Acte 9

2 1 0
                                    

Jour quatorze, mois deux, année neuf-cent-vingt

Quand le pilon rencontre le mortier, le temps devient poussière...

Assit à nouveau dans cette salle étrange, bien que très belle, qui servait visiblement de lieu de réception aux sorcières de l'Hexenzirkel, Célian s'interrogeait. Devant lui était assise une petite fille, avec ses cheveux blond pâle savamment tressés et son regard noir bien plus profond qu'il ne devrait l'être à son âge. Nollaig se tenait debout derrière elle, comme un garde du corps. Pourtant, c'était plutôt le rôle de l'autre, le gardien, de faire ce genre de tâches non ?

- Je te remercie d'être venu, chronomage.

Il sursauta presque, ne s'était pas attendu à ce qu'elle rompe l'étrange silence qui s'était installé entre eux trois. Puisque les événements s'étaient calmés, il était de nouveau assez libre de ses allés et venues, ce qui fit qu'il avait répondu par la positive à l'invitation du goûteron des sorcières. Sur la table s'étalait en effet tout un tas de pâtisseries et la théière était dodue d'un liquide parfumé. Un service à thé qui se mouvait tout seul comme la première fois qu'il était venu. Célian n'avait pas faim cependant.
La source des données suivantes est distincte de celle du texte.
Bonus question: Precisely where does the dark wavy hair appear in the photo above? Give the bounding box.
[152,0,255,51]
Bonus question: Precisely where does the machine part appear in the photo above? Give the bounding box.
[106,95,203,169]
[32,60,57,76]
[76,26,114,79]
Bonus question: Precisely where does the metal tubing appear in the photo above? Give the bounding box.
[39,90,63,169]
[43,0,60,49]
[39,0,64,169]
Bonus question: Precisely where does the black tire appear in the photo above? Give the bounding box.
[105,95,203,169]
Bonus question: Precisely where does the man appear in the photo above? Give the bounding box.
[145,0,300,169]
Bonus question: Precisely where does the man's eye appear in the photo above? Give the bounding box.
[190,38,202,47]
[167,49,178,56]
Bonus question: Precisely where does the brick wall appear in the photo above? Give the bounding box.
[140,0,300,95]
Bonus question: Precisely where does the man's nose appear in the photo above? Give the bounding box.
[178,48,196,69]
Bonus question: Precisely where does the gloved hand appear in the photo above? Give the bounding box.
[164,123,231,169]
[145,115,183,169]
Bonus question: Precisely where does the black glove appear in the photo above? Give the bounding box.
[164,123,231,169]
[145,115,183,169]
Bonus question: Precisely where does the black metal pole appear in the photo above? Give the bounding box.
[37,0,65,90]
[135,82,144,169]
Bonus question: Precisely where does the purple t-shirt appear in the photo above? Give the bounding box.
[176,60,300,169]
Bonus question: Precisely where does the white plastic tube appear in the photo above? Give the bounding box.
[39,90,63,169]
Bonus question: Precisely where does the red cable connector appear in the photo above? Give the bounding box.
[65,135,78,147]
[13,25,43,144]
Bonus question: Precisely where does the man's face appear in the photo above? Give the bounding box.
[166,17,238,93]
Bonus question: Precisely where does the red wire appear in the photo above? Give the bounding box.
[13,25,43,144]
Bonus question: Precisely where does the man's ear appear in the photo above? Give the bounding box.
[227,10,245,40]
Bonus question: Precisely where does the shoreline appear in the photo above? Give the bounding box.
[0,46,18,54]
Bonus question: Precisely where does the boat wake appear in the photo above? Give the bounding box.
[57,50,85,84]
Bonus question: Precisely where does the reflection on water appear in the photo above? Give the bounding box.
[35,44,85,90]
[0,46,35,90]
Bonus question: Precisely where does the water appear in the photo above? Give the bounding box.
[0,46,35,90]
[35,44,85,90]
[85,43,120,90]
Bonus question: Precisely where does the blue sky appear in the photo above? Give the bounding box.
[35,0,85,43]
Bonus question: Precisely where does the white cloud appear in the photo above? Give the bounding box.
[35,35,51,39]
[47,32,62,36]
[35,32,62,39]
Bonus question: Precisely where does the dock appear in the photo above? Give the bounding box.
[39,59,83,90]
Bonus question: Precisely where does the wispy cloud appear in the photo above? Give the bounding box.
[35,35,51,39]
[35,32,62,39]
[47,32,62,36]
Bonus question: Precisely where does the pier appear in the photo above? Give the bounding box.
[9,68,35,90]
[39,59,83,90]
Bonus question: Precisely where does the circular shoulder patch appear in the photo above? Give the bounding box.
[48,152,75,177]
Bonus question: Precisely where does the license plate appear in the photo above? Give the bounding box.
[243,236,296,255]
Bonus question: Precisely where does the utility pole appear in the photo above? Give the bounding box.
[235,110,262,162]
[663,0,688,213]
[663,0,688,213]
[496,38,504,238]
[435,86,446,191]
- Eh bien... Oui. Mais autant je connais la Sorcière Blanche, autant je ne sais pas qui tu, qui vous êtes... ?

- Tu peux me tutoyer. Et tu me connais, tu étudies mes recherches depuis des mois maintenant, tu es le dernier de notre branche... L'étincelle d'espoir pour ma rédemption.

Ses yeux s'arrondirent comme des billes sous la compréhension de ce que racontait cette gamine.

- Istaroth ?!

Elle acquiesça et bu un peu de thé avant de reposer sa tasse, des manières élégantes et un peu datées bien que cela n'avait aucune importance. Pourquoi le cerveau se sentait-il obligé de noter des détails futiles à un moment aussi crucial ? Pour le rendre plus réel sans doute, plus tangible. Ne pas perdre pieds dans cette perpétuelle mouvance qui menaçait de le faire chuter à tout instant.

- Tu veux annuler ce que j'ai fait. Rendre à néant mes travaux sur l'ambre et la magie du temps qui passe. Ne fais pas cette tête, je ne t'en veux pas... En fait, je suis d'accord avec toi. Le flux temporel ne devrait pas être touché par les mains des hommes. Même la déesse en a payé le prix quand elle l'a fait, n'est-ce pas ? Sais-tu le prix qu'elle a donné pour ce miracle ?

- Elle a pleuré des larmes d'or, abandonné les souvenirs de leur amour, tous leurs souvenirs ensemble en vérité et elle a effacé son propre nom. C'est le prix qu'elle a payé pour le retour à la vie d'Aether.

- Des larmes d'or, vraiment ? fit-elle d'un ton faussement surpris.

Célian fit une pause d'un instant puis reprit la parole, plus doucement alors que la lumière se faisait dans son esprit, à mesure que les choses s'emboîtaient entre elles.

- De l'ichor. Le sang des dieux... Elle a pleuré du sang... Elle est morte, n'est-ce pas ? Notre déesse est morte par amour.

- Dieu est déjà mort en effet. Ça ne veut pas dire qu'elle n'existe pas pour autant, elle est présente autrement.

Le jeune homme se sentit profondément mal à l'aise. Était-ce son avenir ? Un signal d'alerte sur ce qui allait advenir de lui ? Il était prêt à se sacrifier pour Javier mais certainement pas pour le monde. Peut-être qu'il était égoïste mais s'il voulait améliorer l'existence actuelle des gens en corrigeant une chose qui n'aurait pas dû exister, il ne tenait pas à mourir. Célian était d'accord pour abandonner beaucoup mais pas sa vie. Il voulait se marier avec Javier, l'embrasser et se lover dans ses bras, sentir son amour pour lui. Vieillir en tenant sa main et s'éteindre à ses côtés, souriant de voir leurs cheveux blanchis et leurs visages marqués des rides de leurs joies passées.